Homelessness in the UK is an issue that has been left without enough attention or time being devoted to significantly combat it, which is why on February 14th a homeless man who was seen frequently at the tube entrance of Westminster, died near the Houses of Parliament. This is not the first time that a homeless person has died, sleeping out in the cold overnight and I wish I could say that this death would be the last for those who are homeless. However, the facts remain that the lack of action taken by the government has contributed to a sharp rise in the number of homeless sleepers in the UK.
Official figures show that homelessness has increased over the last seven years consecutively with around 4,751 people who had slept outside overnight in 2017, according to a report outlined in the Guardian. This is a worrying figure and one that is enough to show that action needs to be taken now to provide more affordable housing options, initiatives and shelters for those who are homeless.

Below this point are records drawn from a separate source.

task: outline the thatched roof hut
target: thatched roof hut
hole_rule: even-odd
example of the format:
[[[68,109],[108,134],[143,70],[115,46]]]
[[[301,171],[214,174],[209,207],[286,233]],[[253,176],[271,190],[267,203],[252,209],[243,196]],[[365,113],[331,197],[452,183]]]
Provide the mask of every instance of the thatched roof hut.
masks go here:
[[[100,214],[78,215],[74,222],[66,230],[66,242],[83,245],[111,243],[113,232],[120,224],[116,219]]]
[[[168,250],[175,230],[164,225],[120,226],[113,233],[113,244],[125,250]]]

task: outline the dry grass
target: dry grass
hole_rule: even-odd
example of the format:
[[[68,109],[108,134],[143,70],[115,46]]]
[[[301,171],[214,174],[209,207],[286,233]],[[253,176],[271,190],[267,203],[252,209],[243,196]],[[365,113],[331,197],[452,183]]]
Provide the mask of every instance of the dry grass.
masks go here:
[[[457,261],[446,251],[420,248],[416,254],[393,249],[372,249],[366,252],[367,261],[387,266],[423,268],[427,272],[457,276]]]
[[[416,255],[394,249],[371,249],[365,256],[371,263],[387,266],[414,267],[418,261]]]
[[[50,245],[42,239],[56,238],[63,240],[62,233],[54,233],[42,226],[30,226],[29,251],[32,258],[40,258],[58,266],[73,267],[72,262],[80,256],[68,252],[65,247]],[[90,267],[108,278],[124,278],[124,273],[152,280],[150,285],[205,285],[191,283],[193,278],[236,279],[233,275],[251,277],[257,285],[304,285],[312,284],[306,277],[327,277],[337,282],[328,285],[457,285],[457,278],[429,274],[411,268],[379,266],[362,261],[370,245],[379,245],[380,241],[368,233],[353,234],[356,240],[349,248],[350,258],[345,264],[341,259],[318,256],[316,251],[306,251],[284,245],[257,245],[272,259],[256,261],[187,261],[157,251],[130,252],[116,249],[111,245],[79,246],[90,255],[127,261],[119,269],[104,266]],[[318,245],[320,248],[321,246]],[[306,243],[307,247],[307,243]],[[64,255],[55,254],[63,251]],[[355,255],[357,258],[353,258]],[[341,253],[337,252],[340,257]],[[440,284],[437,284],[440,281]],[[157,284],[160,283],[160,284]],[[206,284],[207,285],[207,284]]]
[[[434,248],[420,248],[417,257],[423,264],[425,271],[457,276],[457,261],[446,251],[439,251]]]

As I walk the streets of Glasgow city, I have often passed those who are sleeping rough on the street or in a corner road and it really pains me to see their plight. As they look upon me lost and often too cold to move, I almost feel the shame of the fact that we live in a country which could do so much more to prevent those who are left without a home. These people are not just a statistic, they could be a grandfather, someone’s son, a wife or daughter. They may have once lived a life that was comfortable and circumstances may have propelled them into becoming homeless. We never really know the real story behind what a homeless person went through to get to where they are, but it is about time that we find out so that we can pave the way for change.
Heartbreakingly, there has been a council in the UK that has installed ‘anti-homeless’ metal bars on benches to stop homeless people from sleeping on a bench. This is not only inhumane, heartless and shameful but also shows the lack of empathy towards people who are most vulnerable and are in need of help. Instead of making things easier for those who are homeless, instead of providing them with dignity and respect, they are shunned and looked down upon by councils who, in fact, should be providing significant measures to help them.
What some people fail to understand is that anyone can become homeless at any point of their life, if they were to lose their means of earning, if they were to fall sick or if they could not afford to pay the rent. Just because someone is homeless does not make them unworthy of respect or gives anyone the right to treat them with hostility.
Frustratingly, part of the problem in tackling homelessness in the UK is that many vulnerable people are reported to be ‘trapped’ by UK law under the Localism Act 2011. This act gave councils the right to restrict access to social housing leaving vulnerable people in a downward cycle whereby they could not be moved out of emergency housing or have access to apply to social accommodation.
Many of those who sleep overnight on the streets are in need of medical attention and healthcare due to the effects of battling through the cold nights. The government must take immediate action to provide more support for those who are homeless and those who are at risk. If not, the number of rough sleepers will increase and the British community will have to live with a heavy heart of sadness in hearing about those who passed away due to sleeping rough without intervention from the government through new policies and initiatives that could pave the way to save and rebuild people’s lives.